Авторство Некрасова установлено М. М. Гином на основании связи рецензии с фельетоном Некрасова «Современные заметки» (С 1847, № 7, отд. IV, с. 57—70; наст. изд., т. XII), прямым продолжением которого она является (см.: НБ, 1847, № 16—17, с. 19—23).

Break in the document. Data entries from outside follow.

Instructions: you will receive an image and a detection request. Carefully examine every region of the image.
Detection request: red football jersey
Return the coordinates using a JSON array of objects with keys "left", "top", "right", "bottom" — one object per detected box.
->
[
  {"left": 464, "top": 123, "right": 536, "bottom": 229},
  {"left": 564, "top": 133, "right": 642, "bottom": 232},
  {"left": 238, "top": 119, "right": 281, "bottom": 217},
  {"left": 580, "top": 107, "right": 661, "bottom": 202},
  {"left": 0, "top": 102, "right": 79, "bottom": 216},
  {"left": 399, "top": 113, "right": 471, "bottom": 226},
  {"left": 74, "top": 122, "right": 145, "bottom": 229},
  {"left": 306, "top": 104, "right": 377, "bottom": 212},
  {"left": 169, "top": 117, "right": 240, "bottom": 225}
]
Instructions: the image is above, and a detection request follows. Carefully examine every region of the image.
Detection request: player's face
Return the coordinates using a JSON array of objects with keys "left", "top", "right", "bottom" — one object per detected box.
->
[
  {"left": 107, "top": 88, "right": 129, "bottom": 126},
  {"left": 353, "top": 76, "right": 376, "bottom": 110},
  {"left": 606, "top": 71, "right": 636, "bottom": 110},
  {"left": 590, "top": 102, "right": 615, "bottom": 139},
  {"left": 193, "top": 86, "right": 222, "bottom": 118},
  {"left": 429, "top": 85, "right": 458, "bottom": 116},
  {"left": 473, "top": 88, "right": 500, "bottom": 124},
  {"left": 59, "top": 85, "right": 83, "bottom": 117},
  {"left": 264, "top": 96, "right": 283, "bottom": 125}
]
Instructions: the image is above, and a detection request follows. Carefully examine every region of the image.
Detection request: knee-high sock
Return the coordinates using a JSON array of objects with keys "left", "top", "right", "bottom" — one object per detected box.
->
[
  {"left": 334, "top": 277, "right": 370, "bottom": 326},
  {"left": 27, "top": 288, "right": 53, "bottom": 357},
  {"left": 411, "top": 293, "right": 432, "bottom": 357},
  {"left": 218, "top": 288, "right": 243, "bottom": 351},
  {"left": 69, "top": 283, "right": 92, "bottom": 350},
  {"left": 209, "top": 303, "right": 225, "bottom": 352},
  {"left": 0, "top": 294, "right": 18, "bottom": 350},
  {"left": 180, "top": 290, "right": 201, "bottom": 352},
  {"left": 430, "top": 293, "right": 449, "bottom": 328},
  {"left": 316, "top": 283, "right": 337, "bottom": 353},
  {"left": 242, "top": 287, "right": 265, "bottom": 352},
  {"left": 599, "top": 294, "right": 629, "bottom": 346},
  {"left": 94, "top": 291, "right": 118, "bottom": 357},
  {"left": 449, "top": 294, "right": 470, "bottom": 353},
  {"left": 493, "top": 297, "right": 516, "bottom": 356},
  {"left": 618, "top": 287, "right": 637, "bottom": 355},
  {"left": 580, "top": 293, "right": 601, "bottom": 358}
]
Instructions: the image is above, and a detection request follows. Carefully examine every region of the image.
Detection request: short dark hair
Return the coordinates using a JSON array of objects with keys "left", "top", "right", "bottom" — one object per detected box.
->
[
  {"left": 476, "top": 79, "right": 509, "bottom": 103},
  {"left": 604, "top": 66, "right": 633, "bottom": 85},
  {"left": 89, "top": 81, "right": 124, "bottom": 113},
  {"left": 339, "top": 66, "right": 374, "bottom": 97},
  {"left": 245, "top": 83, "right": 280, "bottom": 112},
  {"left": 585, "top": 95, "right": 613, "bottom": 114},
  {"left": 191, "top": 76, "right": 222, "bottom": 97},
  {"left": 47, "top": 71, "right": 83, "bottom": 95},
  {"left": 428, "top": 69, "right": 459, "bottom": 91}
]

Рецензируемая книга — литературный дебют писательницы А. Я. Марченко (1830—1880), подписывавшейся криптонимом «Т. Ч.», а также псевдонимом «А. Темризова». Ее повести «Поздно» (1848), «Тернистый путь» (1849) и др. были примечательным явлением в 1840-е гг., когда русская литература не знала еще романов И. С. Тургенева и Л. Н. Толстого. Они встретили доброжелательный прием со стороны прогрессивной критики, увидевшей в авторе сторонницу идеи эмансипации женщин. В. Г. Белинский в статье «Взгляд на русскую литературу 1847 года» писал; «Из отдельно вышедших в прошлом году книг по части изящной словесности замечательны только „Путевые заметки“ Т. Ч.». Однако, характеризуя современных русских беллетристов, «к менее замечательным произведениям» 1847 г. он относит новые повести А. Ф. Вельтмана, П. Н. Кудрявцева, рассказы П. В. Анненкова, А. Д. Галахова и А. Я. Марченко (Т. Ч.) (т. X, с, 351—352). С враждебной рецензией на «Путевые заметки» выступил «Сын отечества» (1847, № 7, отд. VI, с. 25—30); благоприятно отозвались о них «Финский вестник» (1847, № 8, отд. V, с. 50) и «Библиотека для чтения» (1847, № 11, с. 28—34). В дальнейшем А. Я. Марченко стала сотрудницей «Отечественных записок» и «Библиотеки для чтения», но в 1850—1860-е гг. ее произведения уже не привлекали к себе внимания критики (см. о ней: Некрасова В. Анастасия Яковлевна Марченко. — Киевская старина, 1889, № 11), Последующие повести Марченко: «Умная женщина» (1853), «Горы» (1856), «На почте» (1857), «Мыльные пузыри» (1858), «Разлучники» (1869) — имели известный успех у публики. Однако в «Заметках о журналах за март 1856 года», не называя А. Я. Марченко, но явно имея ее в виду, Некрасов писал: «…почти у всех наших писательниц лучшие произведения их — первые повести; остальные — вариации на одну и ту же тему» (наст. кн., с. 244).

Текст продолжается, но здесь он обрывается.